UN creates global AI commission with tech CEOs and heads of state
The UN and the International Telecommunication Union launched, on July 1, the AI for Good Global Commission, co-chaired by Salesforce's Marc Benioff and Rwanda's President Paul Kagame, bringing together more than 40 founding members.
The launch
The United Nations and the International Telecommunication Union (ITU) launched, on July 1, 2026, the AI for Good Global Commission, the first UN level AI governance body to formally bring together major tech executives alongside heads of state, according to Axios.
Who is at the table
The commission is co-chaired by Salesforce CEO Marc Benioff and Rwanda's President Paul Kagame, and brings together more than 40 founding members, including Nvidia's Jensen Huang, Microsoft's Brad Smith, Amazon's Andy Jassy, and Anthropic co-founder Jack Clark, alongside government representatives from Kazakhstan, Namibia, Saudi Arabia, Singapore and Nigeria, according to Salesforce's official announcement and Common Dreams coverage.
Not a regulator, but able to shape future rules
According to Axios, the commission's stated mandate is to strengthen AI infrastructure and trust and safety mechanisms, ensuring developing countries have a voice in the discussions. Formally, it is a coordination and governance body with no binding regulatory power, but with the potential to influence international norms and standards later adopted by national regulators.

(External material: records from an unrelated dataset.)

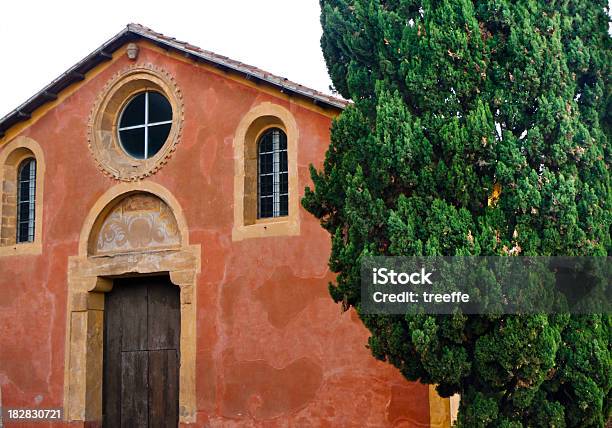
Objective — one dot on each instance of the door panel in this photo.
(163, 381)
(141, 353)
(134, 389)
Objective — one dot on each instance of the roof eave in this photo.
(104, 53)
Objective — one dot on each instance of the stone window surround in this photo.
(102, 131)
(11, 155)
(90, 276)
(253, 124)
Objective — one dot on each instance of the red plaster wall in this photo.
(272, 348)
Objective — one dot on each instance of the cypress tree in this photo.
(476, 128)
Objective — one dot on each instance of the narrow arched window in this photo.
(26, 199)
(273, 188)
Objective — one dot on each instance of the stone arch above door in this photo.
(144, 206)
(137, 222)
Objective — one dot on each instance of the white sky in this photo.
(39, 40)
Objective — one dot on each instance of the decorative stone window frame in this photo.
(91, 276)
(11, 156)
(102, 133)
(254, 123)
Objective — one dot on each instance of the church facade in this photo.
(156, 264)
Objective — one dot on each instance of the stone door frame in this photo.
(90, 277)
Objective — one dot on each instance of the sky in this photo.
(39, 40)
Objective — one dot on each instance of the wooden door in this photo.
(141, 353)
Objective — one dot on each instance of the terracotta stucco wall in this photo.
(272, 348)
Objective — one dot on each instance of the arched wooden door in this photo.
(141, 353)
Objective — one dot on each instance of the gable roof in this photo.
(134, 32)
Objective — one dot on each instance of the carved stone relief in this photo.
(139, 222)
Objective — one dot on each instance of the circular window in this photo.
(136, 122)
(144, 124)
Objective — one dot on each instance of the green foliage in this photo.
(453, 102)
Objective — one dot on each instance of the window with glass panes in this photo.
(145, 124)
(273, 177)
(26, 199)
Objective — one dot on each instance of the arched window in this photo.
(272, 188)
(26, 200)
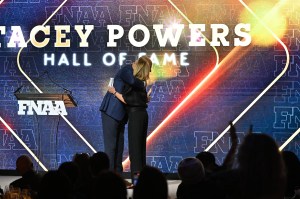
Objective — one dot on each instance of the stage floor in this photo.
(173, 184)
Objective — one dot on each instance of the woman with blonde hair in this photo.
(135, 101)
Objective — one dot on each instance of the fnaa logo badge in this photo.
(41, 107)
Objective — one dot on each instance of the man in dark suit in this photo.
(30, 179)
(114, 117)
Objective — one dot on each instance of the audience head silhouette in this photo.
(261, 167)
(208, 160)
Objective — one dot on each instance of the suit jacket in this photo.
(110, 104)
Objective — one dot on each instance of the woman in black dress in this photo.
(135, 101)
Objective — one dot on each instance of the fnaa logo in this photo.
(41, 107)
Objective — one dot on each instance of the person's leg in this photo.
(120, 147)
(110, 132)
(137, 131)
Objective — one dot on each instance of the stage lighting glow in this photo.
(268, 87)
(23, 144)
(271, 15)
(289, 139)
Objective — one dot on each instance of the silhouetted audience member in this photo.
(208, 159)
(30, 179)
(151, 184)
(261, 168)
(109, 185)
(292, 166)
(56, 185)
(192, 175)
(260, 175)
(99, 162)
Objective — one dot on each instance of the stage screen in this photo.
(214, 61)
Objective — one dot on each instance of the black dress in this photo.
(136, 105)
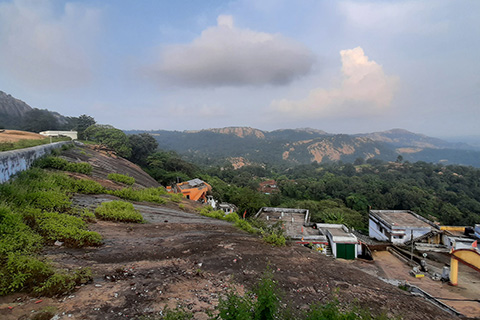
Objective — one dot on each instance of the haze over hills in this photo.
(282, 146)
(305, 145)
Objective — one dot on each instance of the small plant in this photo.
(118, 211)
(149, 194)
(117, 177)
(46, 313)
(176, 197)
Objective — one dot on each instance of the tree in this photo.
(83, 122)
(142, 145)
(111, 137)
(37, 120)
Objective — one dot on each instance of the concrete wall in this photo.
(14, 161)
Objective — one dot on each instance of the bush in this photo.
(16, 236)
(176, 197)
(63, 282)
(117, 177)
(58, 163)
(118, 211)
(275, 238)
(87, 186)
(149, 194)
(246, 226)
(22, 272)
(71, 230)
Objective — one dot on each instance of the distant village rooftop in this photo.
(402, 218)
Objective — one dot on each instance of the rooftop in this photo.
(402, 218)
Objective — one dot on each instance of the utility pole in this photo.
(411, 241)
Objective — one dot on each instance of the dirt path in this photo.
(389, 267)
(143, 267)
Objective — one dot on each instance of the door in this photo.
(346, 251)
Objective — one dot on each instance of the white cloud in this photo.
(417, 17)
(43, 49)
(228, 56)
(365, 89)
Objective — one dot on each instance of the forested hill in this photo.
(302, 146)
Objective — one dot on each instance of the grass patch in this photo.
(154, 195)
(7, 146)
(118, 211)
(117, 177)
(58, 163)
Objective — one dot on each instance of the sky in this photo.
(338, 66)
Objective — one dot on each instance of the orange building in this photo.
(195, 189)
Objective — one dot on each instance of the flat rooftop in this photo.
(399, 218)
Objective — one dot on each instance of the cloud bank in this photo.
(44, 49)
(228, 56)
(365, 89)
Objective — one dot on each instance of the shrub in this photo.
(22, 272)
(49, 200)
(117, 177)
(148, 194)
(87, 186)
(16, 236)
(58, 163)
(274, 238)
(63, 282)
(246, 226)
(176, 197)
(71, 230)
(118, 211)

Part of a packed week of global AI diplomacy
The commission's first meeting is set for July 8 in Geneva, days before the UN's Global Dialogue on AI Governance, running July 6 to 7, and the ITU's AI for Good summit, running July 7 to 10, concentrating a large share of global AI diplomacy into a single week of July 2026. Analysts read the tight scheduling as a deliberate UN effort to centralize the AI governance conversation in one window, rather than letting the topic scatter across competing forums throughout the second half of 2026.
Why it matters for those outside these negotiating rooms
For SMBs and automation companies in Brazil, the commission's practical value today is more about signaling than immediate action: its launch does not create any new compliance requirement. But it is the kind of space where future norms on AI infrastructure access in developing countries, including Brazil, tend to get discussed before becoming public policy, which justifies watching it closely, even without any need for immediate action.